Almirola drives Mustang to Atlanta pole

- EARNHARDT:

HAMPTON, Ga. — Aric Almirola gave the new Mustang its first pole of the season in a Ford sweep of NASCAR Cup qualifying at Atlanta Motor Speedway.

Almirola turned a lap at 181.472 mph Friday to take the top qualifying spot and deny Stewart-Haas Racing teammate Clint Bowyer a slot on the front row. Bowyer was fastest in the lone practice session of the day but slipped to third, behind Roush Fenway Racing driver Ricky Stenhouse Jr.

“It’s cool to be the first guy to put the Ford Mustang on the pole,” Almirola said. “It’s like my first one in seven years, too.”

The pole is the second of Almirola’s career, but first since 2012 at Charlotte Motor Speedway in the Coca-Cola 600.

Ford was the heavy favorite to win last week’s Daytona 500 but was locked out of even a podium finish as Toyotas took all three of the spots.

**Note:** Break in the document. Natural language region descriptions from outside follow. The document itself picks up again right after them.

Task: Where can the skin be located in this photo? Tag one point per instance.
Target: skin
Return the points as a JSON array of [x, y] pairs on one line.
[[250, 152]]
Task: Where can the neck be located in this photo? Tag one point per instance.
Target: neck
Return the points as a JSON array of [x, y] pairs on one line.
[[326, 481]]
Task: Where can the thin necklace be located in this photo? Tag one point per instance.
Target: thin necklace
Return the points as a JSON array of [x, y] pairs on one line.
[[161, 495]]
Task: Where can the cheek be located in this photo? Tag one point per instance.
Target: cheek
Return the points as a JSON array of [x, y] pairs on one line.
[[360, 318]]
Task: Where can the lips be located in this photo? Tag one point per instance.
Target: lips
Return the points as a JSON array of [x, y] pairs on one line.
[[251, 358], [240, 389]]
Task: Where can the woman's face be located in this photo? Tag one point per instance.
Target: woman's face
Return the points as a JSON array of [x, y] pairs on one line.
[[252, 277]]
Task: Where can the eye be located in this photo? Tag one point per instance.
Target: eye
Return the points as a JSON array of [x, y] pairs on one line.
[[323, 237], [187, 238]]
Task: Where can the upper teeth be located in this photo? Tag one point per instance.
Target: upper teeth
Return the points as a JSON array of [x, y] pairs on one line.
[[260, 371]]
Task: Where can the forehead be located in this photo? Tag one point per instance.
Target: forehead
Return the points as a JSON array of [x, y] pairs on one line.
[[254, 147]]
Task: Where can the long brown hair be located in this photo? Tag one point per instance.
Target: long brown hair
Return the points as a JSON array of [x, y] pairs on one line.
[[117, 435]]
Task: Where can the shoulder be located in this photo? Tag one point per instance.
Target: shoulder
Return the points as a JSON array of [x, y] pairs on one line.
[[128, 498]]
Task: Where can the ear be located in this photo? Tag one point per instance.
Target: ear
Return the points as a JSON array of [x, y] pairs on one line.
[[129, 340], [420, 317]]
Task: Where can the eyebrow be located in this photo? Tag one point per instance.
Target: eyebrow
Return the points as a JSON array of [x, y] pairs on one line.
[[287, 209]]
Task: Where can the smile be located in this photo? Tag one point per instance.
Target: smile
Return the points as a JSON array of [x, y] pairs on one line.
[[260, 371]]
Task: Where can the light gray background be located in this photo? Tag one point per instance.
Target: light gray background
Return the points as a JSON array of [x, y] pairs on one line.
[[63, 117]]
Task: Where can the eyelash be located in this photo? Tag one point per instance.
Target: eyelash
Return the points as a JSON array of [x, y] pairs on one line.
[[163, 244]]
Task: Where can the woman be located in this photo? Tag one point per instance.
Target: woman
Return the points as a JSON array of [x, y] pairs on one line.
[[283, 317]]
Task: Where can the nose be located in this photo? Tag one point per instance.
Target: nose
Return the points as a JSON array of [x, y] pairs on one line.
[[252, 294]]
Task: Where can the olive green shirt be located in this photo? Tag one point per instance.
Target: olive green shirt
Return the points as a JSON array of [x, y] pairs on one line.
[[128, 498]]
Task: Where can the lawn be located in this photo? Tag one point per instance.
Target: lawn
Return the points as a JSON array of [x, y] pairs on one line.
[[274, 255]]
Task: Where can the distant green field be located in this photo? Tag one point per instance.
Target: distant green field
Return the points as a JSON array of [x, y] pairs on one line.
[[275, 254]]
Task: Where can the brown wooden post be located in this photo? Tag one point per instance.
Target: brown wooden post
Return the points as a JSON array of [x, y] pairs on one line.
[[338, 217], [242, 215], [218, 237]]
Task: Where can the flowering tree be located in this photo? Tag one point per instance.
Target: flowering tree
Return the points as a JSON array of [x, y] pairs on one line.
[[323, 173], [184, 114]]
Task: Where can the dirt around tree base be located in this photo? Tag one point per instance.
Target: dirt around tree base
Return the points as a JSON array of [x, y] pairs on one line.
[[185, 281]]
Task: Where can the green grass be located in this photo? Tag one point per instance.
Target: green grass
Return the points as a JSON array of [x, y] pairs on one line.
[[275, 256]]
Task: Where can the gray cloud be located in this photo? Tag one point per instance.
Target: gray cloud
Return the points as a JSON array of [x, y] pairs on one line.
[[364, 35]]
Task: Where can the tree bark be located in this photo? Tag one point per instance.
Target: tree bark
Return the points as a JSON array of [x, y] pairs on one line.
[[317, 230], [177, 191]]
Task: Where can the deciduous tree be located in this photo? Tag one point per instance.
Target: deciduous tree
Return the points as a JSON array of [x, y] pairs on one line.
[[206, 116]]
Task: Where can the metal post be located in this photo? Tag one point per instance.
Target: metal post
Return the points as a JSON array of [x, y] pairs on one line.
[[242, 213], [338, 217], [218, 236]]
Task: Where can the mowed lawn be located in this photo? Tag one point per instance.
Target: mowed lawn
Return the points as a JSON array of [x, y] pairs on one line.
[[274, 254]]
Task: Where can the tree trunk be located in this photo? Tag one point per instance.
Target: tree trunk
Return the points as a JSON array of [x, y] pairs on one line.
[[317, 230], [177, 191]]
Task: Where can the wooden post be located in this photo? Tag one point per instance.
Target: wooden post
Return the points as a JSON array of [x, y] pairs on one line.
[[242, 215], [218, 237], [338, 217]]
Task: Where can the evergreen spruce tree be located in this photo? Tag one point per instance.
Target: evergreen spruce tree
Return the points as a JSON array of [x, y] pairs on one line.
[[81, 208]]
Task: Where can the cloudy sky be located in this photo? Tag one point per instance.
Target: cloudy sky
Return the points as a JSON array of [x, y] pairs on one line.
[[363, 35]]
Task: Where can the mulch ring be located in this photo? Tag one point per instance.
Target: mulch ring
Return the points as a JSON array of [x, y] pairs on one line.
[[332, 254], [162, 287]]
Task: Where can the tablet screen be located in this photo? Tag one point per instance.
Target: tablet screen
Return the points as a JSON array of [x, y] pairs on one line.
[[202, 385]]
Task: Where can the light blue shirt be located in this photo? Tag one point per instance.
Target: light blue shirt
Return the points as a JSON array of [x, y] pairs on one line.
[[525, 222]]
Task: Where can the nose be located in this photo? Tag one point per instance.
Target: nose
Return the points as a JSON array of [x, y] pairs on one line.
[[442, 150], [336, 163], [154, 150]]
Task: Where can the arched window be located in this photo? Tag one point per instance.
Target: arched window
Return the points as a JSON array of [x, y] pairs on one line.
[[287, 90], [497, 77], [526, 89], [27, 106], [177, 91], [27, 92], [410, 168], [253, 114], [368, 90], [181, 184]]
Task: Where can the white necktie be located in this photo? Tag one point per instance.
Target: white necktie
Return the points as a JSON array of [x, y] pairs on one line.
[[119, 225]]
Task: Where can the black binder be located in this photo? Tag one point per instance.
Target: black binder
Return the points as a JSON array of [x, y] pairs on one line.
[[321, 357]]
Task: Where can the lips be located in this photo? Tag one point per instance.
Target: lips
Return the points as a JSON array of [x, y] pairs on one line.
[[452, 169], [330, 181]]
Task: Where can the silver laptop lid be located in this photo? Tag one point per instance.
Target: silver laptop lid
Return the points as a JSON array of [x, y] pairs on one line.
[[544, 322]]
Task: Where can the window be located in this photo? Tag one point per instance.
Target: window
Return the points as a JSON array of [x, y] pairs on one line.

Denny Hamlin won the Daytona 500 and led two of his Joe Gibbs Racing teammates across the finish line for the sweep. Hamlin was the highest-qualifying Toyota driver at Atlanta in fourth.

Daniel Suarez, another SHR driver, qualified fifth in a strong day for that camp. Only Kevin Harvick, the defending race winner, struggled, but his issue was a steering problem that hampered his team all afternoon. He qualified 18th.

“Everybody at SHR is building incredible race cars, it doesn’t matter what rules they throw at us,” Almirola said. “You give 400 really talented employees a challenge with a new race car, with a Ford Mustang, and a new rules package from NASCAR and they just go to work. They put their head down and go to work and figure out how to make everything work to make the cars go fast.”

Dale Jr. will race at NASCAR’s track dubbed “Too Tough To Tame.” Earnhardt Jr. announced Friday he’ll compete at Darlington Raceway’s Xfinity Series race on Aug. 31 during the track’s Southern 500 weekend.

Earnhardt Jr. retired from fulltime racing in 2017. He ran the Xfinity race at Richmond last September and finished fourth.

He said the main reason he picked Darlington was the track surface that puts a premium on being smart and managing tires. He said the 1.366-mile track is “one of the few stops on the circuit that provides that challenge.”

Earnhardt’s late father, Dale Sr., won nine times at Darlington, second to David Pearson’s 10. Two years ago, Darlington renamed one of its turn three suite towers “Earnhardt Towers.”